The Church's failure to live its ideals is not a modern accusation.
It is an ancient one—voiced first by the prophets, then by Jesus himself.
The Accusation Is Not New
When the prophet Amos thunders against Israel's religious establishment—*"I hate, I despise your religious festivals; your assemblies are a stench to me"*—he is not attacking religion. He is attacking religion that has become disconnected from justice.
When Jesus overturns the tables in the Temple, he is not anti-Temple. He is enraged by what the Temple has become—a place where the poor are exploited in the name of worship.
The critique of institutional religion from within is as old as religion itself.
This should give us both humility and hope.
Humility, because the Church has always been capable of profound failure.

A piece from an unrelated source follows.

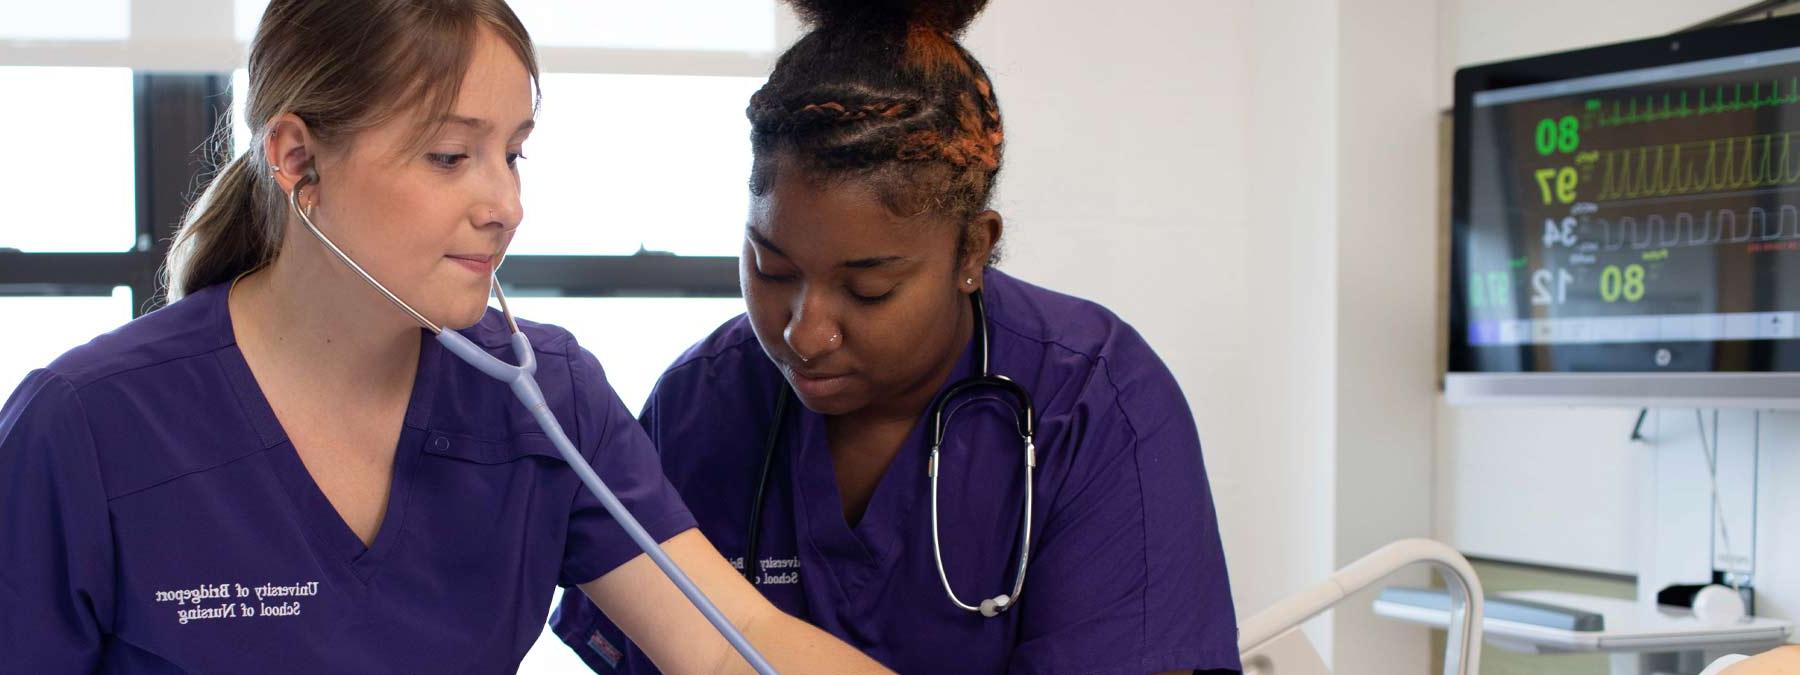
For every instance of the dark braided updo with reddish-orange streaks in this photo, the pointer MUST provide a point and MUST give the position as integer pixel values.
(883, 93)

Hope, because the tradition itself contains the resources for its own reform.
What the Failures Are
Let me name some of them honestly:
The Church has blessed wars that should not have been blessed. It has provided cover for empires that should have been challenged. It has silenced women, persecuted minorities, and protected abusers. It has traded the prophetic for the comfortable, the cross for the crown.
These are not peripheral failures. They are serious ones.

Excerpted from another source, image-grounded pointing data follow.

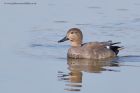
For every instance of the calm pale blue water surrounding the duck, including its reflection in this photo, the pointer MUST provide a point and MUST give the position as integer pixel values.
(31, 60)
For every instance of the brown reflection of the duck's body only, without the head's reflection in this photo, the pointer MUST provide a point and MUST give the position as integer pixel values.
(90, 66)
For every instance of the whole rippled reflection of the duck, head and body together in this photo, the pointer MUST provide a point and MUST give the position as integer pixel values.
(78, 66)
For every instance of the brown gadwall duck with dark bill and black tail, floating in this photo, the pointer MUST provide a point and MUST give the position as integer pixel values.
(90, 50)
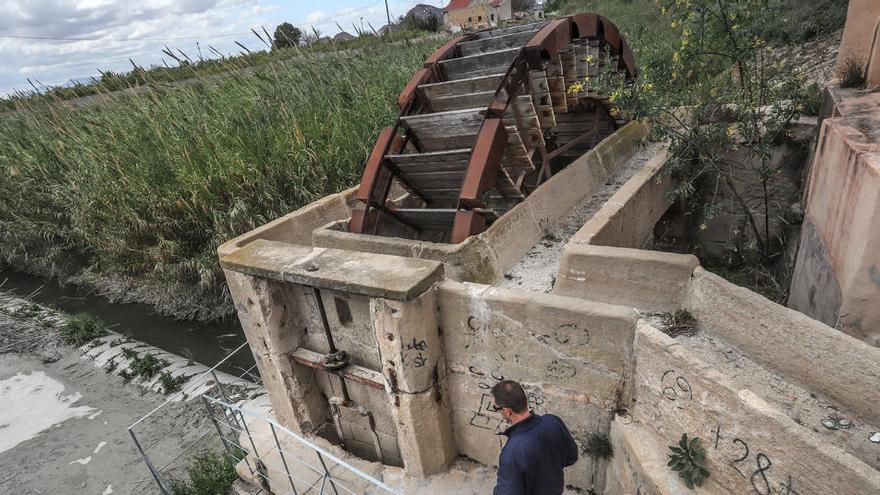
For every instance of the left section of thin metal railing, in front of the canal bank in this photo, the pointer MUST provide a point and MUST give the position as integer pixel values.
(166, 436)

And they have driven millions of people away—people who still hunger for the sacred but cannot stomach the institution.
I understand that hunger. I share it.
What the Faithfulness Is
But here is what I also know:
In every generation, there have been Christians who got it right.
The abolitionists who were driven by their faith to oppose slavery. The monks who preserved learning through the dark ages. The mystics who kept alive a vision of God that transcended tribal religion. The base communities of Latin America who read the Gospel with the poor and found liberation. The ordinary people who fed their neighbors, visited the sick, and loved without fanfare.

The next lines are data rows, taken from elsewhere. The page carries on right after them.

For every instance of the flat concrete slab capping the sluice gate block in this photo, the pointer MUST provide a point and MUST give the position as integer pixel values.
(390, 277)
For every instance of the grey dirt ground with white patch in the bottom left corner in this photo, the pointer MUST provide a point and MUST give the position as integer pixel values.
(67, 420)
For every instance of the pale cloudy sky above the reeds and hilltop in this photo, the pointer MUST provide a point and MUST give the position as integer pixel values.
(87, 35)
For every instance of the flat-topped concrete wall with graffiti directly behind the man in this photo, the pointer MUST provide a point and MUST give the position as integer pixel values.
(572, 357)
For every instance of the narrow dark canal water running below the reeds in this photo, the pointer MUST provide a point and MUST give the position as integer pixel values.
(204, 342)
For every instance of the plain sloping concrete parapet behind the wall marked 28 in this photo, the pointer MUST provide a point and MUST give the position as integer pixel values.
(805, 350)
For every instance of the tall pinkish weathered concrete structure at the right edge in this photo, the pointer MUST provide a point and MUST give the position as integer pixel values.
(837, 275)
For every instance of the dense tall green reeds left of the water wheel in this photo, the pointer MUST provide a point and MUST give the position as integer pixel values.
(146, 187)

The same tradition that produced the Inquisition also produced Francis of Assisi.
The same tradition that blessed colonialism also produced Bartolomé de las Casas, who wept for the indigenous and demanded their humanity be recognized.
The tradition is not monolithic. It is contested. It is alive.
What This Means for Us
If you have been hurt by the Church—and many of you have—your hurt is valid. Your anger is appropriate. Your distance is understandable.
But I want to invite you to consider that the tradition is larger than its worst expressions.
The Jesus who is found in the Gospels—the one who touched lepers, ate with sinners, and wept at the tomb of his friend—is not the same as the Jesus who has been weaponized for empire.
And the community that gathers around that Jesus—imperfect, broken, still learning—is worth staying in conversation with.
Not because the institution deserves your loyalty.
But because the truth it carries, however poorly, is worth fighting for.